I think the right answer is just four higher than the last one–or is it six higher?–but I can’t think, and instead I feel a yawn coming. The body’s same self-sabotaging illogic that’s got me crying as the worst imaginable moment. Yawning will really piss him off.

I lose out to the yawn.

“Bored stupid, are you? Or just plain dumb? You’ll never get through the fourth grade!” Dad’s voice is rising now. And here it is: “You stupid little shit.”


Bullying is a form of violence. It’s intended to dominate a victim into submission. When we’re under attack, our rational minds shut down, moving into their self-protective “fight-or-flight” modes. (We typically learn about this process in high school biology class, as I’d wind up discovering five years after passing the fourth grade, no thanks to my father.) When we can’t fight or run away, we freeze or surrender. These are normal human responses to being in danger.

My dad was a bully. And experiences like learning my multiplication tables taught me a lot about bullying. His attacks drove away any possibility of remembering what four times anything was. It gave him absolute power over me. It still pains me to write this, to recall the deep well of absolute despair into which he’d plunge me. The whole exercise wasn’t about learning; it was about him being “smarter” than I was, and proving it by emotional blunt force, shattering any hope of returning back into the world as a normal kid.

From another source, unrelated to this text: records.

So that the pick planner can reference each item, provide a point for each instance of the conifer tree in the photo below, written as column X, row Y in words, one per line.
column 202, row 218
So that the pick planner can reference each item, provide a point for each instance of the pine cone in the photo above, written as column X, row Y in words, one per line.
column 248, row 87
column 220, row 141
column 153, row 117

Bullies bully to be in control because they feel powerless themselves. They bully not to inform, not to help. Theirs is never constructive criticism; it’s destructive criticism. (Even so, I never missed my father’s point: I needed to learn my multiplication tables and hadn’t put the time in.) I came to realize, as well, that bullying is situational; bullies usually only bully under certain circumstances. Somewhere deep down (and among other motivations having nothing to do with me), my father was afraid I wouldn’t be successful. Unfortunately, he didn’t know how to help without demeaning and shaming me. If I resisted or didn’t respond, he could only escalate; for him, there was no gentler approach.

I wasn’t stupid, and I knew it even as he berated me. I was pretty sure I was smarter than most kids in my class. I also knew I was smarter than he was.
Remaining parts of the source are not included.